To frogmarch someone means to hustle them out of a place, usually by grabbing their collar and pinning their arms behind. Originally, this verb referred to police carrying an unruly person out of a building face down with a different person grasping each limb. This is part of a complete episode.
Transcript of “Frogmarch”
I was stopped in my tracks the other day when I used the term frog march, and I was talking to a really smart person, and she had no idea what I was talking about.
You know this term.
Yeah, absolutely.
Frog march meaning to hustle somebody out of a bar or something like that? Usually by not just hustle them, but you’re holding them in a certain way.
Yeah, you’re either grabbing them by the collar or pinning their arms back.
Right.
And I was so surprised. I asked a couple other people I know who are also really smart, and they didn’t know this term.
Frog march being a transitive verb. You frog march somebody out of their office or something because they’ve misbehaved.

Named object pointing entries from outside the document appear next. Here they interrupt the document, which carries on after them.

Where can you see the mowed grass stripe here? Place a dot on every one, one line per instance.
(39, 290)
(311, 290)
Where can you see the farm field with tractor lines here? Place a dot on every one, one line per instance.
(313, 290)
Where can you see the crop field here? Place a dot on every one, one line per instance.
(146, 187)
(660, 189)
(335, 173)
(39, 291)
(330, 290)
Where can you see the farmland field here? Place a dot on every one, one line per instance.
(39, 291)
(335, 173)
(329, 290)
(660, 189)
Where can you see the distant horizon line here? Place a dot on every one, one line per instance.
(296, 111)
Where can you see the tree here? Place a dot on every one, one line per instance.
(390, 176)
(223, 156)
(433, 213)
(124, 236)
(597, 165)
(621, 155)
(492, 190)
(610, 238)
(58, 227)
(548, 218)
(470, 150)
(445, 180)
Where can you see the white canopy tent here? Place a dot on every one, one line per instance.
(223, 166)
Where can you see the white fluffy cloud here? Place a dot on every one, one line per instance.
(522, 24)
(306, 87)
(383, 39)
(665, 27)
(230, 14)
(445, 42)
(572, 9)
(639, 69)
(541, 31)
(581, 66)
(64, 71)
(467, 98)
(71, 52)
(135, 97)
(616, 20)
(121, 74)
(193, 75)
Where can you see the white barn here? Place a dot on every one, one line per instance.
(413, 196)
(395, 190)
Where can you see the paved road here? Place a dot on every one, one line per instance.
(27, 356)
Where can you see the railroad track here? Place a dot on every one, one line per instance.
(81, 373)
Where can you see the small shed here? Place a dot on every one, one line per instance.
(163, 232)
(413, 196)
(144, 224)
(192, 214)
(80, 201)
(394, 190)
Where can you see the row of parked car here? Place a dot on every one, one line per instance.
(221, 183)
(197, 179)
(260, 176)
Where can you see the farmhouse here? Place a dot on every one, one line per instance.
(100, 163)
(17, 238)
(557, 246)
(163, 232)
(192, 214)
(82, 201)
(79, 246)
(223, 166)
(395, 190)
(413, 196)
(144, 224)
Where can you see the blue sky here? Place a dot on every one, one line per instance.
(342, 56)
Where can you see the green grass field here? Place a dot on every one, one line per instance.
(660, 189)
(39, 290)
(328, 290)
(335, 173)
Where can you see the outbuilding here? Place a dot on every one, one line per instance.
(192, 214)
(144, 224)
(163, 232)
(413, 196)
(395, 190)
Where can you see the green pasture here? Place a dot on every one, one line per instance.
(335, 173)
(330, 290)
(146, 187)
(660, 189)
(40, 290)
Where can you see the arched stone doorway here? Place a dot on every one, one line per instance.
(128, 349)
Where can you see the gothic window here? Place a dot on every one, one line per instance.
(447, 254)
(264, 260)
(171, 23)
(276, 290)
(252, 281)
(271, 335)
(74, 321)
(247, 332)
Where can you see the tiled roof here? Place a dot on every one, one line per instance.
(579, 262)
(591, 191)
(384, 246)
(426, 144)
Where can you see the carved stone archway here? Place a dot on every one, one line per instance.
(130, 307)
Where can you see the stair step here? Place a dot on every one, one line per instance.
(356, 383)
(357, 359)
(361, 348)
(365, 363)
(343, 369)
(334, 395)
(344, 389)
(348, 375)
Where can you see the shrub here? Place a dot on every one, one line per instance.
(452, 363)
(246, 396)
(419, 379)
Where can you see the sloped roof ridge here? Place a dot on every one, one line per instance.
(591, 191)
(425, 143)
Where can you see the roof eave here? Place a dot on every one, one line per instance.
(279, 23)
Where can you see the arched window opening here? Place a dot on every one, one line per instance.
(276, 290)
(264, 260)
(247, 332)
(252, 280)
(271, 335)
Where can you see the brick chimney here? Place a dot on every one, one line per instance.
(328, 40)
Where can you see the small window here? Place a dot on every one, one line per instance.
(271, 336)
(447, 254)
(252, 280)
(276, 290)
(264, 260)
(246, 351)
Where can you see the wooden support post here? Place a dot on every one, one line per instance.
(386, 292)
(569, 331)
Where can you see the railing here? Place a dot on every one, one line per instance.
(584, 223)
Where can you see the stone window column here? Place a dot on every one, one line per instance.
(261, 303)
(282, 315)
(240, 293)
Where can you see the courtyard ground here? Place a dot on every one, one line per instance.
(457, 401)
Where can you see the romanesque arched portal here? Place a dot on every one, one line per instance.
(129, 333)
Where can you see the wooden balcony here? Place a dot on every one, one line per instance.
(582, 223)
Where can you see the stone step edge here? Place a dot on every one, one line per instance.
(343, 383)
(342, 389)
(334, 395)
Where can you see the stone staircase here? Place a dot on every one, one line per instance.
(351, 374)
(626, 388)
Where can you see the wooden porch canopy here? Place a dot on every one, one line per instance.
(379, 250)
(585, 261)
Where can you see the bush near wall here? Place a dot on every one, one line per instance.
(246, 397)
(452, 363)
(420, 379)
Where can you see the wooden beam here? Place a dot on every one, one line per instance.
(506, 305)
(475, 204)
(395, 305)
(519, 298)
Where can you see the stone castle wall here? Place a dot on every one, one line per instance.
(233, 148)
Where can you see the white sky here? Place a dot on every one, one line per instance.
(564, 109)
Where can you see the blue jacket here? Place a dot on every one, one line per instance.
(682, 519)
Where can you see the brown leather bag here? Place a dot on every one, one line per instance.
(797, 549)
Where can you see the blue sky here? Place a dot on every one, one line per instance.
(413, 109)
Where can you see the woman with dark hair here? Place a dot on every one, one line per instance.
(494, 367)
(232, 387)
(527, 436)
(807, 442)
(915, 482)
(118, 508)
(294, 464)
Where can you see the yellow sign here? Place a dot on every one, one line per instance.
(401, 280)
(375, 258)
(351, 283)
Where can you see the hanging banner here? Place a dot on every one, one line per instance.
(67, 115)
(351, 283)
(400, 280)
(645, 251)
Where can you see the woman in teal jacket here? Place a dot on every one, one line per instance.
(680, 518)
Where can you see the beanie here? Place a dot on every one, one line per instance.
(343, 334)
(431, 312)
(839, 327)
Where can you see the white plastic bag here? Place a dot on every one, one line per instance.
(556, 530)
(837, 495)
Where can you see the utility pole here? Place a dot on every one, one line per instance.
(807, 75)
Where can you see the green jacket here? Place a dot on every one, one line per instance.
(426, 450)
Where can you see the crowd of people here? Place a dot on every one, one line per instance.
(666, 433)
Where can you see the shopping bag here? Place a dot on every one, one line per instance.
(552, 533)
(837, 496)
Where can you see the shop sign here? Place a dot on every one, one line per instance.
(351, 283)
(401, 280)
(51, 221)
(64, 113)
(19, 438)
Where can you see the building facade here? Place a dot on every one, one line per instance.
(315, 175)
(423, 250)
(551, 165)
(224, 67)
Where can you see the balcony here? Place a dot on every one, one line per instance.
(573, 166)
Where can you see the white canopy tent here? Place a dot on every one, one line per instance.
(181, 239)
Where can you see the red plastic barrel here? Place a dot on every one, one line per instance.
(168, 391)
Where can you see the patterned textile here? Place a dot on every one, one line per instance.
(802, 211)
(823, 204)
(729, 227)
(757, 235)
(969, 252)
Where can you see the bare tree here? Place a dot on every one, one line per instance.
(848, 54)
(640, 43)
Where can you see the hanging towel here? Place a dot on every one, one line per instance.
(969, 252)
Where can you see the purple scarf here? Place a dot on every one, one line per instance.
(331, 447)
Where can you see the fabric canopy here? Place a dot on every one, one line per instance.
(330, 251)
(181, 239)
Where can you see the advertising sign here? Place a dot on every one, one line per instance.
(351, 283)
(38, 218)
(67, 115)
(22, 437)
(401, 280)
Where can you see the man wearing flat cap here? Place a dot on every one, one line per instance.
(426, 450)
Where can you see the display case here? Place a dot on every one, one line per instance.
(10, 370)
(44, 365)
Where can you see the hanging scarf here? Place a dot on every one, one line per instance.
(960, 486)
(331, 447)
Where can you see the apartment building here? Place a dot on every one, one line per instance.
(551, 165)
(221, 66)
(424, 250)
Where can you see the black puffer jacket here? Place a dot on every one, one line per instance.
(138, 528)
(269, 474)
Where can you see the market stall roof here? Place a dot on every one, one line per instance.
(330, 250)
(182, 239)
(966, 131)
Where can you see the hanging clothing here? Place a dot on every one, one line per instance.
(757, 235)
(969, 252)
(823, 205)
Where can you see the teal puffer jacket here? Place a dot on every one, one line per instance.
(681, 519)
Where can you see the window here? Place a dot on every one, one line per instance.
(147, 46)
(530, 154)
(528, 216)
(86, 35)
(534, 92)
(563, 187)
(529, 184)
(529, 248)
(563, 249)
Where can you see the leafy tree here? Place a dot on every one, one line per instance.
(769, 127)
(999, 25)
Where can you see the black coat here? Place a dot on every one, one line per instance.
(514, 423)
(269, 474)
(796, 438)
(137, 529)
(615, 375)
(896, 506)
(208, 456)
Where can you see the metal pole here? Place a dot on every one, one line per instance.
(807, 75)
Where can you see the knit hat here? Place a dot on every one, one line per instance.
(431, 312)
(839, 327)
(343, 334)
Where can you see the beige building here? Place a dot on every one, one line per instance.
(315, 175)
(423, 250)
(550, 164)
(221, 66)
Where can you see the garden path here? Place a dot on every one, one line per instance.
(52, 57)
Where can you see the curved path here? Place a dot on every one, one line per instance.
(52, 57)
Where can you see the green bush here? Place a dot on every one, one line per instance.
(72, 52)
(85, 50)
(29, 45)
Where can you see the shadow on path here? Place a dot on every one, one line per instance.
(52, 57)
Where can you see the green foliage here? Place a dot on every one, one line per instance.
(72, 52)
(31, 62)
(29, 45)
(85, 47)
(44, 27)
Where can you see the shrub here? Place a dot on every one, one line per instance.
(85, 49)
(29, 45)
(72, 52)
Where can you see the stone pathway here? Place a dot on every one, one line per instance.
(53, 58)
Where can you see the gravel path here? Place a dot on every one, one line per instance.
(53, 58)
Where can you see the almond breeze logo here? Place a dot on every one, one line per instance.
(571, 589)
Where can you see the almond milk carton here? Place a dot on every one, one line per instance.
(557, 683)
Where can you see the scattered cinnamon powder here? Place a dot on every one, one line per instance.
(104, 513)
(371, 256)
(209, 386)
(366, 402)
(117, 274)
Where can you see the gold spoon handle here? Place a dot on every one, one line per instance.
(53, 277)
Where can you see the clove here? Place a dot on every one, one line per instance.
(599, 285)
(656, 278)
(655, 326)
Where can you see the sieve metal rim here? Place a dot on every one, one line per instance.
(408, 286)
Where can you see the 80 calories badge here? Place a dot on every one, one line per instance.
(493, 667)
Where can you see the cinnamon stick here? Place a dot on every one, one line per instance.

What I didn’t realize was that it goes back to an even older use of frogs march that originated with London police in the 19th century. And it referred to carrying a drunk or a disorderly person out of someplace by carrying him face down between four people, each of them holding a limb.
That’s right. And then tossing them back in the back of the police van.
Yeah. Then later it referred to marching somebody out on their feet but with their arms pinned back.
Yeah. How cool is that?
It’s a little different. But they’re both unwilling.
Yeah. They both didn’t want to go.
Exactly. Frog march him out of there.